A federal court in California recently sided with twenty-six state attorneys general and several objectors in rejecting a proposed class action settlement that called for Honda to provide over 175,000 Honda Civic Hybrid owners a coupon worth no more than $1,000 toward purchasing a new Honda vehicle. In True v. American Honda Motor Co., No. EDCV07-0287-VAP(OPX) (C.D. Cal. Feb. 26, 2010), the plaintiffs alleged that Honda used false and misleading advertisements regarding the fuel efficiency of its Honda Civic Hybrid to induce customers to pay $2,500 more for the Hybrid than for the comparably equipped standard-engine Honda Civic, even though the Hybrid gets only marginally better gas mileage. Under the proposed settlement, class members were to receive a DVD with tips on how to improve their gas mileage, an opportunity to receive a rebate on the future purchase of another Honda, and, for less than two percent of the class, an opportunity to make a claim for $100. The settlement also provided that Honda would not oppose class counsel’s motion for nearly $3 million in attorneys’ fees.

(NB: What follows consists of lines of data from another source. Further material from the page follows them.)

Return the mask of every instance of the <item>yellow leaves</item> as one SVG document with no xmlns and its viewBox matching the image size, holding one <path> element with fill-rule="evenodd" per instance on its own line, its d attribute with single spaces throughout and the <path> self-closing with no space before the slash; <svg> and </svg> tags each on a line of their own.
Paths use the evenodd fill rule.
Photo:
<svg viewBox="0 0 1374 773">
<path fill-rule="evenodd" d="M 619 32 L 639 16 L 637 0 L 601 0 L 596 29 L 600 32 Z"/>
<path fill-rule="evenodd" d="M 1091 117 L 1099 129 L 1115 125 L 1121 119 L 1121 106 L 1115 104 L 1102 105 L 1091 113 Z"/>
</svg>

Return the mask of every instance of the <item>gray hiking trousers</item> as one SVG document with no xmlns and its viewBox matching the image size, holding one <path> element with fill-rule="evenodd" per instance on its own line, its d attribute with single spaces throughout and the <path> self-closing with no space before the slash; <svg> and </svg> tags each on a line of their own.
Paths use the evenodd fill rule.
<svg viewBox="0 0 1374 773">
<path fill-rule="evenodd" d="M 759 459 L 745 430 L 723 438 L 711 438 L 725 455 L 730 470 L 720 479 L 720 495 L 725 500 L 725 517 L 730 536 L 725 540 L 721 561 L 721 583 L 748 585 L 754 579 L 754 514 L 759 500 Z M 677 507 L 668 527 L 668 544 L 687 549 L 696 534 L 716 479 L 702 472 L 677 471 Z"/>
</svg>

In an order entered on February 26, 2010, the court denied final approval of the settlement. Specifically, the court held that the proposed settlement’s award of a cash payment to only a select group of the class “creates the most significant obstacle to approval” of the settlement, and that the members of this sub-group were the only class members who would receive a true cash award in the settlement.
As the court explained, the Class Action Fairness Act (“CAFA”) requires federal judges to apply heightened scrutiny to a coupon settlement to determine whether the settlement is “fair, reasonable, and adequate for class members.” The attorneys general argued in their amici briefs that coupon settlements are inherently unfair because they require class members to do business once again with the company they sued in their lawsuit. While the True court held that not all coupon settlements are unfair, it found that in this instance, the proposed settlement failed in many respects, including that the rebate program was a coupon settlement that would have an extremely low redemption rate and “far less” value than plaintiffs suggested, and the vast majority of the class would receive “nothing more than a DVD of little value.”
Finally, the court also held that, in light of the low value of the settlement, an award of almost three million dollars in attorneys’ fees “would be unconscionable.”
Companies facing potential consumer class actions should note that attorneys general are reviewing the notices that settling defendants are required to send under CAFA, especially for settlements involving coupons.